Well that was time and taxpayer money well spent.  Barry Bonds has finally been convicted.  Not for the three counts of perjury he was charged with or simply for being a jackass, mind you, but for Obstruction of Justice by misleading jurors and prosecutors on non-steroid statements he made, seriously.  Home confinement for a year or two say the federal guidelines.  Great job, guys!  That's three years that I'll never get back.  Between this and the ridiculous witch hunt against Zdeno Chara in Montreal, law enforcement and prosecutors around North America must be pulling their hair out.  This comes on the heels of Manny Ramirez retiring from the Tampa Bay Rays, instead of being the only fool to ever have to serve a 100 game suspension after unbelievably testing positive for a masking agent during Spring Training.  

Bonds has been convicted and Ramirez has finally been stopped, but serial killers are still free and the idiots who attacked the Giants' fan are still on the loose...all right I'll stop.

Looking back, wasn't it obvious?   
It's not really about Bonds or Ramirez, really, or about David Ortiz or ARod, or even Mark McGwire or Sammy Sosa.  It's about adults who feel that knocking down professional athletes is more fun than the more mundane tasks in their lives.  It's about adults who feel a high profile case might held build their careers and perhaps even make them D level celebrities.  It's about adults who spend hundreds of dollars to see a baseball game (in Boston at least) who feel better about themselves if these athletes screw up.  It saddens me because its a kid's game, after all.  

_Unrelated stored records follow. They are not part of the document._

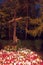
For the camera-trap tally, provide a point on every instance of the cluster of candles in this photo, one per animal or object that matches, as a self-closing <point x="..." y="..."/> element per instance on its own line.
<point x="20" y="57"/>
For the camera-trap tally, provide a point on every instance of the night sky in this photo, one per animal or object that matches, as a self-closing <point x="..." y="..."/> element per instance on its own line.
<point x="1" y="1"/>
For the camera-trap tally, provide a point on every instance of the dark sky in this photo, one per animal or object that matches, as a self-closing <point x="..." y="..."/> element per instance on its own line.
<point x="1" y="1"/>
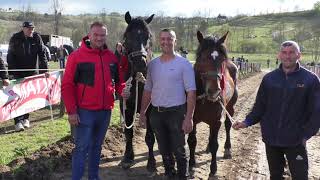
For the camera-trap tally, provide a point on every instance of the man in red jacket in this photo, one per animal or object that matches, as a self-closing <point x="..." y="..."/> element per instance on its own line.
<point x="89" y="84"/>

But in my living room, and in living rooms across the country, we couldn't care less about steroids, or BALCO, Greg Anderson or where Barry Bonds was injected and by whom.  All we cared about then were and all we care about now are the entertainment value of the games and how our teams are doing.  We care about scoring runs and hitting home runs.  I'll admit that 1998 and 2001 were great years.  Watching, first, Sosa and McGwire chase Roger Maris' single season home run record in 1998 and then Bonds chasing McGwire's record three years later, I was glued to the TV everytime ESPN cut away to the game when one of them was at bat.  It made for great drama.  My kids weren't born when these games were being played, but I know they'd be sitting right next to me.

These days, my kids are similarly enthralled.  We watch the Red Sox and the first question either of my boys ask is how many home runs player x has.  They don't care that Big Papi or Manny might be juicing it up, all they care about is whether they'll hit a home run.  Maybe they're naive, but they just want to be entertained.  Talking about steroids and what's wrong with the game is boring.  I wouldn't blame them if they got up from the couch and started playing their video games. 

And I have to agree with them.  When I watch Albert Pujols or Jose Batista hit, I want to see a home run.  I want to be entertained.  Maybe I'm naive like my kids - and I like it that way.